Dostum has occasionally been involved in factional politics and armed conflicts with rival leaders. He ran in the 2004 presidential elections and received 10 percent of the votes. Like other veteran commanders, he had problems adjusting to the new political setting, which in some cases put him in confrontation with the central administration. Karzai appointed Dostum as the Chief of Staff to the Commander in Chief, which many deemed a titular position. In February 2008, after Dostum’s alleged involvement in the kidnapping of a political rival, Karzai suspended his post. Nonetheless, the peculiarities of Afghan politics did not allow Karzai to eliminate Dostum (Terrorism Monitor, April 17).

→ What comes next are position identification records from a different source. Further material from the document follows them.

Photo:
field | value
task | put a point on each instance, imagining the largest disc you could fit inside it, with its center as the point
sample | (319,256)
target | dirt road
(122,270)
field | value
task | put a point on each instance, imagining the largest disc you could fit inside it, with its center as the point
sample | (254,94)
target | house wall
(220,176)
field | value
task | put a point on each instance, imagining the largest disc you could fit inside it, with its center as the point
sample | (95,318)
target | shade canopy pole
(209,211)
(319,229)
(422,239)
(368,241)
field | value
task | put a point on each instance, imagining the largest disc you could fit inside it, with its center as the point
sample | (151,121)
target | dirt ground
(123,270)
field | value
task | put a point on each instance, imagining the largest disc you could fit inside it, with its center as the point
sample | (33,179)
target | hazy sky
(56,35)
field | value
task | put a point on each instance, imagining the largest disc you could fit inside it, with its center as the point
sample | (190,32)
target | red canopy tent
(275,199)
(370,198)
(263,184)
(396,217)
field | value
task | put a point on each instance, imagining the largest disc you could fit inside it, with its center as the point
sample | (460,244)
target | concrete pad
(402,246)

In October Dostum made peace with his rival through the mediation of Karzai and other senior officials (www.quqnoos.com, October 27). With the Taliban resurgent and the 2009 presidential elections approaching, Dostum, given his stronghold in the Northern provinces and reputation as a fierce military commander and master of alliance-building, remains an important force in Afghan politics. Turkey also seeks a larger role in the region as the trilateral meeting it held last week seems to confirm (EDM, December 5). It will be interesting to see how Dostum’s return from Turkey will affect Afghan politics in the days ahead.